Quando registrou sua frase mais famosa, o escritor Euclides da Cunha procurou expressar um sentimento que não apenas justificava a bravura de um povo que resistia acuado no arraial de Canudos, mas, acima de tudo, que explicava por completo a condição de um homem que teima em sobreviver em uma das regiões mais hostis do nosso planeta.
É sabido que o sertanejo está sujeito a contribuir com a economia do país em pé de igualdade com os cidadãos dos demais Estados do nosso país. Não obstante, por conta de um projeto econômico e social que sempre priorizou os investimentos no centro sul do país, ele nasce condenado a sobreviver privado dos benefícios sociais comuns às pessoas que desfrutam do privilégio de morar um pouco mais abaixo da linha do equador.
Como se não bastassem os obstáculos colocados pelo próprio homem, o sertanejo está predestinado a se confrontar a cada dia com as dificuldades que lhe são impostas pela própria natureza. E é justamente na labuta para preservar a vida – mesmo em meio a um oceano de privações – que o sertanejo desenvolve os antídotos que lhe permite criar defesas para enfrentar o exercício diário pela sobrevivência. Daí, o segredo desse homem em criar seus mecanismos de adaptação às condições sociais mais adversas. E é essa peculiaridade do homem que habita a região árida do nordeste, que está sintetizada de forma magistral na frase escrita com a maior das sensibilidades por Euclides da Cunha.
Canudos, em particular, foi um momento único na vida de um grupo de nordestinos. Foi o momento em que um povo teve a oportunidade de não apenas questionar uma ordem política e econômica imposta, mas de propor saídas, a partir de novas relações sociais, que mexessem num dos maiores traumas da região: o problema da concentração de terras em poucas mãos.
Recorrendo aos ensinamentos cristãos, o beato Antonio Conselheiro conseguiu reunir em torno de si uma legião de pessoas que permaneciam à margem dos projetos governamentais, e que haviam sido expulsas de suas propriedades devido a pressões de latifundiários por demais gananciosos.
Mas a proposta de Antonio Conselheiro – de construir uma comunidade igualitária, regida por suas próprias leis, em que os bens materiais e a terra pudessem ser compartilhados por todos, sem distinção – batia de frente com os interesses do sistema republicano que acabara de se instalar no país, com os grandes latifundiários e até mesmo com setores conservadores da igreja católica.
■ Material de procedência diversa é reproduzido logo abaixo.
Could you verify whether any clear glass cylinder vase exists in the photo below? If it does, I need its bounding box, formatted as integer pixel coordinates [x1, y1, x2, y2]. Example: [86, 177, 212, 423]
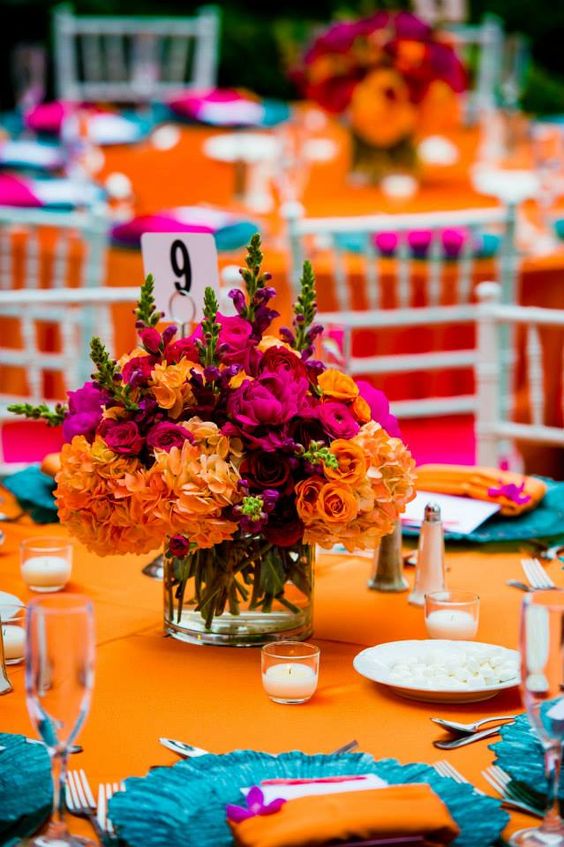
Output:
[164, 537, 314, 647]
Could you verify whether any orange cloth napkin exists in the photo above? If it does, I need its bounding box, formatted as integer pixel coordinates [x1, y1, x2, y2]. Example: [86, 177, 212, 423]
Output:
[41, 453, 61, 477]
[229, 783, 459, 847]
[417, 465, 546, 516]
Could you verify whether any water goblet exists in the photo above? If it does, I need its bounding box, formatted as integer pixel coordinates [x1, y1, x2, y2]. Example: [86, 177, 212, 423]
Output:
[25, 594, 94, 847]
[509, 590, 564, 847]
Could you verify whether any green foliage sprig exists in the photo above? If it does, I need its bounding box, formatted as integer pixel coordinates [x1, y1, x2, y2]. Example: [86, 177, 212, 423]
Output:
[292, 260, 317, 353]
[90, 336, 139, 412]
[135, 274, 163, 327]
[8, 403, 67, 426]
[198, 287, 221, 367]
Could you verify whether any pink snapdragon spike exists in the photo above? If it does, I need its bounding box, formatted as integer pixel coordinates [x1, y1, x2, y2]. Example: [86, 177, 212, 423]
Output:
[225, 785, 286, 823]
[488, 480, 531, 506]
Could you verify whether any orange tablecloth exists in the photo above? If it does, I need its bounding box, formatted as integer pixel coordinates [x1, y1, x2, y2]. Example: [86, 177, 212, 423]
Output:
[0, 490, 564, 832]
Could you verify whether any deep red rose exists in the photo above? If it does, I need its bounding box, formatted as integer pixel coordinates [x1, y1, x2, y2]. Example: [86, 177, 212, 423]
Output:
[98, 419, 144, 456]
[263, 497, 304, 547]
[165, 338, 200, 365]
[121, 356, 155, 385]
[239, 451, 294, 493]
[168, 535, 190, 559]
[259, 347, 306, 377]
[146, 421, 194, 453]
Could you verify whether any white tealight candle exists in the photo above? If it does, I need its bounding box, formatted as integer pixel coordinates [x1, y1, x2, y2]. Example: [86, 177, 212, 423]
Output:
[425, 609, 478, 640]
[22, 556, 71, 591]
[262, 662, 317, 702]
[2, 624, 25, 664]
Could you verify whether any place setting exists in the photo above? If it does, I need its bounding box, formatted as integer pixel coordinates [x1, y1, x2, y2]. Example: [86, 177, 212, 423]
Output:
[0, 0, 564, 847]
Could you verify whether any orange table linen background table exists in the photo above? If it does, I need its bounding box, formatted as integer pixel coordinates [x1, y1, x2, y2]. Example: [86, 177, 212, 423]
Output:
[0, 490, 564, 832]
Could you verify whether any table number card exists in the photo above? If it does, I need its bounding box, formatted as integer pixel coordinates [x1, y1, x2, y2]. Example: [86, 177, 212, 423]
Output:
[141, 232, 219, 323]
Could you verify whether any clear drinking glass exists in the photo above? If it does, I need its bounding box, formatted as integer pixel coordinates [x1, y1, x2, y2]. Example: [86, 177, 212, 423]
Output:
[25, 594, 94, 847]
[510, 590, 564, 847]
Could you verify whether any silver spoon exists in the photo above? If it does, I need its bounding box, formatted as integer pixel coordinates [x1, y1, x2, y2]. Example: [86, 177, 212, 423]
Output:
[431, 715, 515, 735]
[433, 726, 501, 750]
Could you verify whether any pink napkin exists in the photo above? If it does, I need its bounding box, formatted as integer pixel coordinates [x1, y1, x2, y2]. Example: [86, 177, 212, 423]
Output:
[0, 174, 42, 208]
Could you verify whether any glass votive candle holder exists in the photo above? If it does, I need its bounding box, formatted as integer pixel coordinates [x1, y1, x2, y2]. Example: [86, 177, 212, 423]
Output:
[20, 538, 73, 592]
[261, 641, 320, 704]
[425, 590, 480, 641]
[0, 604, 25, 665]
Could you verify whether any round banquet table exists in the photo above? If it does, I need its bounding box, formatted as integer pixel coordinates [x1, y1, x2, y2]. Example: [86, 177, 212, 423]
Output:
[0, 490, 564, 833]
E, por contrariar interesses tão distintos quanto poderosos, a comunidade organizada em torno do arraial de Canudos levou as forças reacionárias de época a se reunirem em torno da proposta de extinção daquele exemplo de sociedade. Era preciso pôr fim de uma vez por todas não apenas à pessoa física de Antonio Conselheiro e seus “fanáticos seguidores”, mas, e principalmente, lançar ao esquecimento as propostas contidas no projeto posto em prática pelo beato e seus seguidores.
E, nos conflitos sociais que tiveram lugar em nosso país, jamais a coragem de um povo foi colocada tão à prova, como o foi em Canudos. Isso demonstra o quão forte é o sertanejo; isso prova ainda que a aparente fragilidade física do sertanejo esconde seres que, quando decidem defender uma idéia, ou resolvem superar os limites que a natureza lhes impõem, são capazes de se transformar em verdadeiros titãs da resistência.
Os habitantes de Canudos foram fortes – como o é, alias, todo nordestino quando resolve abraçar uma causa justa -, e resistiram por batalhas consecutivas, mostrando que, mesmo acuados, desarmados e maltrapilhos, souberam, como ninguém, usar o dom da estratégia para superar muitos dos obstáculos surgidos ao longo da luta contra inimigos infinitamente mais superiores.
É provável que muita gente – por absoluto desconhecimento de causa – continue a acreditar que Canudos não passou de um movimento religioso, comandado por um indivíduo lunático e alienado.
O que muita gente jamais vai chegar a admitir, é que Canudos (que teve toda sua população assassinada, e depois encoberta pelas águas do Lago de Cocorobó, para que seu exemplo fosse de uma vez por todas apagado do imaginário do povo brasileiro) continua a ser o farol a guiar as ações de todos aqueles que lutam não apenas por justas distribuições de terras, mas também por dignidade para o povo desse país.
Se no presente os movimentos sociais no campo tomaram uma nova feição, isso se deve à evolução dos tempos e às exigências da conjuntura. O que não se pode negar é que Canudos continua como um símbolo de resistência, a ser seguido por todos aqueles que desejam encarnar a bravura do forte homem sertanejo.